Up by 8:00 a.m.: I’m up, out of bed, and starting my day by 8:00 a.m. As a teacher, I have the summer off, but I want most of my days to be productive.
# of Alcoholic Drinks: The total number of alcoholic beverages consumed within the week.
# of Restaurant Meals: Food from a restaurant or store. Take out, delivered or dining in counts. If I’m certain there are very clean ingredients (like a salad with no dressing) in a restaurant meal, or the food is from a particular healthy restaurant whose ingredients are clean, like Freshi, I won’t count it as a restaurant meal.
# km Walked/Ran: The total number of kms I’ve walked or walked/ran in one week, regardless of how many days.
Water: Consuming water through the day is an important healthy habit. I don’t record the amount of water I drink because I find it too tedious to do so, even when I’ve used an app. I drink about 1-2 litres of water on most days.
Sleep: It’s super important to get enough sleep. I wake up during the night, sometimes once, and sometimes 2-3 times. It would be difficult to accurately record my hours of sleep right now, and it’s not a concern, so I’ve left sleep quality off my lifestyle log.
- Weight Loss* (in lbs)
* I’ve been working at losing weight for years, like so many of us.
-Since Jan. 1, 2018, I put a concerted effort towards getting back on track by eating healthier. Between January and June, my efforts varied.
-Since June 25, 2018, however, I’ve been losing weight at a slow, but steady rate. I attribute my success to using my lifestyle log (formerly called a health log or food log) to help me achieve me goals.
Next week…I’ll adjust my Lifestyle Log a little.
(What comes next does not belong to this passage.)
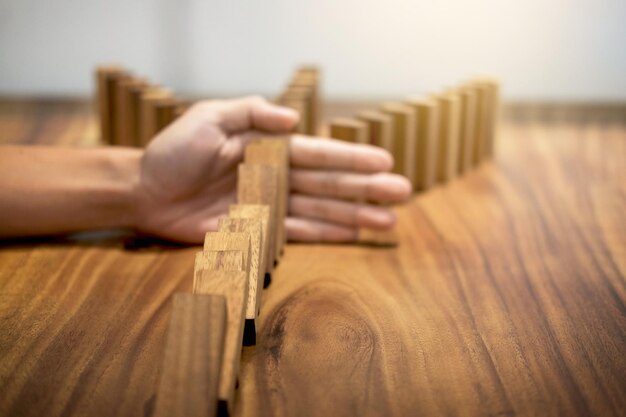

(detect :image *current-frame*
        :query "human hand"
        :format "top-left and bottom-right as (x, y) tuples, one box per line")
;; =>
(136, 97), (410, 243)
Here’s what I have in mind.
- I’ll combine the plant-based and unprocessed foods into one habit.
- I won’t record the # of days without alcohol; I’ll record only the number of drinks.
- I’ll remove the “no wheat and no flour” for now. I just don’t seem to be very focused on that. Maybe it’s less important to me.
- I’ll add a new habit, which is to eat my last bite 2 hours before bed (lights out). I’d like to build to 3 hours next, but I’ll start with 2.
- I will be up by 7:30 a.m. for the next week, instead of 8:00 a.m. (I’m back to teaching on Sept. 3, so I want to transition into getting up earlier for work).
Each week gives me data from which I can learn more about my habits and the results of those habits.
I’m enjoying the learning and seeing my progress on my health and lifestyle journey.